Infine, una nuova illuminazione di tutte le sale espositive permetterà una visita particolarmente suggestiva del museo, erede di più di 150 anni di storia, che conserva e espone nella ottocentesca Villa Mimbelli una raccolta, soprattutto di dipinti, che va dalla metà dell’800 agli anni ’40 del ’900, con nuclei importanti di artisti livornesi (Fattori, Corcos, Nomellini ecc.) e alcune opere di artisti toscani e non solo (Lega, Signorini, Boldini ecc.).

Museo della Città: arte contemporanea

Apertura al pubblico: dalle ore 10 alle 19. Accesso alle ore: 10 -11 – 12 – 13 – 14 – 15 – 16 – 17 – 18.

Sarà consentito l’ingresso a un massimo di 15 visitatori per turno. La visita avrà una durata di un’ora

Negli interni barocchi della chiesa sconsacrata del Luogo Pio è possibile visitare la Sezione d’Arte Contemporanea del Museo della Città, con opere di nomi importanti del Novecento quali Nigro, Manzoni, Tancredi Parmeggiani, Trafeli, Uncini, Castellani, Pascali e Isgrò. Una collezione raccolta attraverso otto edizioni del Premio “Modigliani” (tra il 1955 e il 1967), mostre alla Casa della Cultura e del Museo progressivo di arte contemporanea di Villa Maria (aperto nel 1984 e chiuso nel 1989 ) grazie al comitato scientifico composto da Zeno Birolli, Vittorio Fagone, Lara Vinca Masini e Aldo Passoni.

Regole di accesso

In occasione della riapertura al pubblico delle strutture sono state svolte attività di riordino dei percorsi di accoglienza ed espositivi al fine di una migliore accessibilità alle sale, nel rispetto delle regole di contenimento del rischio viral Covid-19. In ambedue i musei sono stati organizzati i flussi di accesso e di uscita dalle strutture che permetteranno il costante mantenimento della distanza interpersonale prevista di m. 1,80. I visitatori potranno accedere ai musei dopo essersi sottoposti alla misurazione della temperatura corporea, che non dovrà superare i 37,5 gradi, e dovranno attenersi alle seguenti precauzioni:

indossare la propria mascherina protettiva che copra naso e bocca (obbligatoria sopra a 6 anni di età);

sanificare le mani con il gel disinfettante;

indossare guanti monouso e calzare soprascarpe monouso, che saranno a disposizione all’ingresso.

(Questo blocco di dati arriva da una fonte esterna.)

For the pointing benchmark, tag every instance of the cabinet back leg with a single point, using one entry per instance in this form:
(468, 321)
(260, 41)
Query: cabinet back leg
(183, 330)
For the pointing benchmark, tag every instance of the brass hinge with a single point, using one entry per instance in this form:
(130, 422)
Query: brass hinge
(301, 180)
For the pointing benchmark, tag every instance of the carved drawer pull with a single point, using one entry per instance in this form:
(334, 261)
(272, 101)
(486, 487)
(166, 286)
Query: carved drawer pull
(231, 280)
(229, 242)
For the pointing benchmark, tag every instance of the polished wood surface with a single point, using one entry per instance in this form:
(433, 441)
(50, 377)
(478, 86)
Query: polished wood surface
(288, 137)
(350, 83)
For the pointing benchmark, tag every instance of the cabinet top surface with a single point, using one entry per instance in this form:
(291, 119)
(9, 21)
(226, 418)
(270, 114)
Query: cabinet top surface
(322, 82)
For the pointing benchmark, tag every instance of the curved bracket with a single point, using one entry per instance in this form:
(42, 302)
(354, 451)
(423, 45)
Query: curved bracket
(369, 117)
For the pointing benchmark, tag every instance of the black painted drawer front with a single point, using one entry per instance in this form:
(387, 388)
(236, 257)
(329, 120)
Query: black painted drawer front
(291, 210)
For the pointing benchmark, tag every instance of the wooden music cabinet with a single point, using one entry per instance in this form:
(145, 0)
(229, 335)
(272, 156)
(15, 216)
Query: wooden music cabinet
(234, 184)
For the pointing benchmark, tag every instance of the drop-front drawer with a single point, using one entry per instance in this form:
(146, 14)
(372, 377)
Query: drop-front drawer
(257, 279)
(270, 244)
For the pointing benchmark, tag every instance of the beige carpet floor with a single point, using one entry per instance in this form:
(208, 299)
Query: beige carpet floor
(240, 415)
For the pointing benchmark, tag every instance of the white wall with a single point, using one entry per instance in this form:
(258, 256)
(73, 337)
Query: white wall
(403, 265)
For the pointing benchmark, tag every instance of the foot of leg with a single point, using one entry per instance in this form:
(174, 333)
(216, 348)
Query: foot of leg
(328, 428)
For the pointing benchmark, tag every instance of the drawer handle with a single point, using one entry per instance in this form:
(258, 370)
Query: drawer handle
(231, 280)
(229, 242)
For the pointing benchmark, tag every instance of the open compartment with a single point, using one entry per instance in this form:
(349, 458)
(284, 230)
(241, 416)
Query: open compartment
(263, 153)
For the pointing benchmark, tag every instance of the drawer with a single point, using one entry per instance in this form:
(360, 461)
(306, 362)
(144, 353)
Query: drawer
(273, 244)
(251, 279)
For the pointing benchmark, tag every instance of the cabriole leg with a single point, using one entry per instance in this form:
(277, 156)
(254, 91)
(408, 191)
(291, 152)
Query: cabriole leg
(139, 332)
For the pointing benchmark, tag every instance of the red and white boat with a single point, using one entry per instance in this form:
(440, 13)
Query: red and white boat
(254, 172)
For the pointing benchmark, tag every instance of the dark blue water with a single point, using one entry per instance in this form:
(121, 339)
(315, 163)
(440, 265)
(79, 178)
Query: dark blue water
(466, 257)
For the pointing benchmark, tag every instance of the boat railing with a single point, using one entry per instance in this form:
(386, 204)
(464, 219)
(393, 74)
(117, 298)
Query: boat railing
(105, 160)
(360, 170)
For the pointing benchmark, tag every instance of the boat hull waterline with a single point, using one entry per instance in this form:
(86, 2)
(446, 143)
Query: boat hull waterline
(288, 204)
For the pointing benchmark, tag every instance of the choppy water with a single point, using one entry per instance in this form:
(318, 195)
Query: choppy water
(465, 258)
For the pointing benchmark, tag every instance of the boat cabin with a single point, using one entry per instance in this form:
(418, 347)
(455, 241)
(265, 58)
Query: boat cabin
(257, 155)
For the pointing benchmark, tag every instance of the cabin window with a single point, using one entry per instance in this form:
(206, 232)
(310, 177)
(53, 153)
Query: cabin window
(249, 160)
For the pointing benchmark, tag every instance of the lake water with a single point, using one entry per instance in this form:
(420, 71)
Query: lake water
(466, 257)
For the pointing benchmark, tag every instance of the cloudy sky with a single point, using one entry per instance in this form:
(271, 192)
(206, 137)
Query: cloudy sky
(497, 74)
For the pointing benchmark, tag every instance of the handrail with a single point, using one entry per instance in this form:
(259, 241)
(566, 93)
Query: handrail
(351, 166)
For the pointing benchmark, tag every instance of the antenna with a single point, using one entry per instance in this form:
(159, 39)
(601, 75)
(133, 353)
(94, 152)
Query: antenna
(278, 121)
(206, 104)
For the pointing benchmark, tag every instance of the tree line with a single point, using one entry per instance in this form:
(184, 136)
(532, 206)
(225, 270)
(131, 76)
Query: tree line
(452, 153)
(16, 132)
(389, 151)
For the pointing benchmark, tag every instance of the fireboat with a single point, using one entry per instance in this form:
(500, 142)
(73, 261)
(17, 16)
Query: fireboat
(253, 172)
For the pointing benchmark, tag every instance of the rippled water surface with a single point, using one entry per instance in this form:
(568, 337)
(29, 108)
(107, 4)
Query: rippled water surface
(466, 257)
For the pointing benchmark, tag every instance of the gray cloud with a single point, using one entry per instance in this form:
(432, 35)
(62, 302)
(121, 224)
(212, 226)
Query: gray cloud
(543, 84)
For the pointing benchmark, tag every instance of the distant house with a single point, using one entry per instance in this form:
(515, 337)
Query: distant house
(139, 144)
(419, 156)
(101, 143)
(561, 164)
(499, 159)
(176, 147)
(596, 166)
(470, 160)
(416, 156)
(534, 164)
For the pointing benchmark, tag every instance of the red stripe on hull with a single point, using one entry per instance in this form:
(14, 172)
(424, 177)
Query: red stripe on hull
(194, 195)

La visita dovrà seguire il percorso indicato dal personale di accoglienza e vigilanza, il quale potrà inoltre intervenire, nell’ambito della sicurezza sociale, per far rispettare la distanza tra i visitatori di almeno m. 1,80.

L’uso degli ascensori sarà limitato a persone con disabilità motoria, eventualmente con proprio accompagnatore, e previa richiesta al personale di vigilanza. All’interno dell’ascensore è fatto obbligo di utilizzare i presidi forniti all’ingresso del museo.